- Sal Khurd Location in Punjab, India Sal Khurd Sal Khurd (India)
- Coordinates: 31°13′34″N 75°57′26″E﻿ / ﻿31.2262197°N 75.9572703°E
- Country: India
- State: Punjab
- District: Shaheed Bhagat Singh Nagar

Government
- • Type: Panchayat raj
- • Body: Gram panchayat
- Elevation: 251 m (823 ft)

Population (2011)
- • Total: 405
- Sex ratio 207/198 ♂/♀

Languages
- • Official: Punjabi
- Time zone: UTC+5:30 (IST)
- PIN: 144505
- Telephone code: 01884
- ISO 3166 code: IN-PB
- Post office: Jandiala (B.O)
- Website: nawanshahr.nic.in

= Sal Khurd =

Sal Khurd is a village in Shaheed Bhagat Singh Nagar district of Punjab State, India. It is located 1 km away from branch post office Jandiala, 20 km from Nawanshahr, 18 km from district headquarter Shaheed Bhagat Singh Nagar and 110 km from state capital Chandigarh. The village is administrated by Sarpanch an elected representative of the village.

== Demography ==
As of 2011, Sal Khurd has a total number of 84 houses and population of 405 of which 207 include are males while 198 are females according to the report published by Census India in 2011. The literacy rate of Sal Khurd is 79.96% higher than the state average of 75.84%. The population of children under the age of 6 years is 56 which is 13.83% of total population of Sal Khurd, and child sex ratio is approximately 750 as compared to Punjab state average of 846.

Most of the people are from Schedule Caste which constitutes 77.78% of total population in Sal Khurd. The town does not have any Schedule Tribe population so far.

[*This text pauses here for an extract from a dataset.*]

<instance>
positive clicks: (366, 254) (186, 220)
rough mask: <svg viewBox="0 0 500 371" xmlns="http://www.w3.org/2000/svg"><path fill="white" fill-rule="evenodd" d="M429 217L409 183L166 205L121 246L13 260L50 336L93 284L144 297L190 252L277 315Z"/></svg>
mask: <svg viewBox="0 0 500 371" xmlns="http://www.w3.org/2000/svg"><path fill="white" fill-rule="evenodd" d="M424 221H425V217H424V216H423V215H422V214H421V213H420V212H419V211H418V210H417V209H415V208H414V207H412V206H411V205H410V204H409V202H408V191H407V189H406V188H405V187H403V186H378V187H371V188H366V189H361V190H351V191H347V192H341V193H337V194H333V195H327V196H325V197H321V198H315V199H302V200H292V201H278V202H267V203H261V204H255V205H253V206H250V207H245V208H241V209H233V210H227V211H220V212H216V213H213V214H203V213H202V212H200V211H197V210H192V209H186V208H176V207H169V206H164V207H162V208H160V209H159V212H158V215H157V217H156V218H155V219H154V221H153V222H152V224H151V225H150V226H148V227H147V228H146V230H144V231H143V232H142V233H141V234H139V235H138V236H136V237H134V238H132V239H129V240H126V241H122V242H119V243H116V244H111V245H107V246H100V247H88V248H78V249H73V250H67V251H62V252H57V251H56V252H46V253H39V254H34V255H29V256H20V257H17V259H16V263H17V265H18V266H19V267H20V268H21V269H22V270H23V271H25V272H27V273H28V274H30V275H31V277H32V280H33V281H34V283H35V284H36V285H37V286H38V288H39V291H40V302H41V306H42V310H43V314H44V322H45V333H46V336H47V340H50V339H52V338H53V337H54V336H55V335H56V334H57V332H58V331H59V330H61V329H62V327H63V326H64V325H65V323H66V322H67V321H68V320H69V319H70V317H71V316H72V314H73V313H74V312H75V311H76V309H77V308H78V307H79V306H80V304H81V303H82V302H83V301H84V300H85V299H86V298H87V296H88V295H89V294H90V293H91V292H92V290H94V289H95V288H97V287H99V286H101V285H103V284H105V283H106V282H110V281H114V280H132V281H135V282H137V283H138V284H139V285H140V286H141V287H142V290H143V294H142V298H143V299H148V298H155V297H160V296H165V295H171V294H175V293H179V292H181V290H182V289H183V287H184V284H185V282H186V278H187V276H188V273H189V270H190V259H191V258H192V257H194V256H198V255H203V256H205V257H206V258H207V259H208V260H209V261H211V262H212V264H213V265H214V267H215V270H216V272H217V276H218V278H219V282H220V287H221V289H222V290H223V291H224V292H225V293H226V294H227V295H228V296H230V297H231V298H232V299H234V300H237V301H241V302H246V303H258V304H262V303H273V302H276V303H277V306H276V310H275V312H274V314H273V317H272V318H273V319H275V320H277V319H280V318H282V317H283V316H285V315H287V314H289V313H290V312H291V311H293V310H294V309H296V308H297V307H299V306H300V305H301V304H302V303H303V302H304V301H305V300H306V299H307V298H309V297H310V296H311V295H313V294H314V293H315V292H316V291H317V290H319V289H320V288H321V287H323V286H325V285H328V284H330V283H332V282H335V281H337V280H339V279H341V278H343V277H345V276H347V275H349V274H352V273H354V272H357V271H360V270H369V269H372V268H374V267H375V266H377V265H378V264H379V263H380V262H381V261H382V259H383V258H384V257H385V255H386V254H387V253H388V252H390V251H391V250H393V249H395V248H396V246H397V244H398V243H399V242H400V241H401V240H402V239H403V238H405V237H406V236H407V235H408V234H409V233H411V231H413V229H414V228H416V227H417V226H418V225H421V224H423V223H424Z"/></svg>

As per the report published by Census India in 2011, 138 people were engaged in work activities out of the total population of Sal Khurd which includes 117 males and 21 females. According to census survey report 2011, 47.83% workers describe their work as main work and 52.17% workers are involved in Marginal activity providing livelihood for less than 6 months.

== Education ==
The village has no school and children either travel or walk to other villages for schooling often covering 8 to 10 km. Amardeep Singh Shergill Memorial college Mukandpur, KC Engineering College and Doaba Khalsa Trust Group Of Institutions are the nearest colleges. Industrial Training Institute for women (ITI Nawanshahr) is 21 km. The village is 91.5 km away from Chandigarh University, 68 km from Indian Institute of Technology and 31 km away from Lovely Professional University.

List of schools nearby
- Govt Primary School, Sal Kalan
- Govt Primary School, Atari
- Govt Upper Primary School, Heon
- Govt Upper Primary School, Jandiala

== Transport ==
Banga train station is the nearest train station however, Garhshankar Junction railway station is 23 km away from the village. Sahnewal Airport is the nearest domestic airport which located 73 km away in Ludhiana and the nearest international airport is located in Chandigarh also Sri Guru Ram Dass Jee International Airport is the second nearest airport which is 140 km away in Amritsar.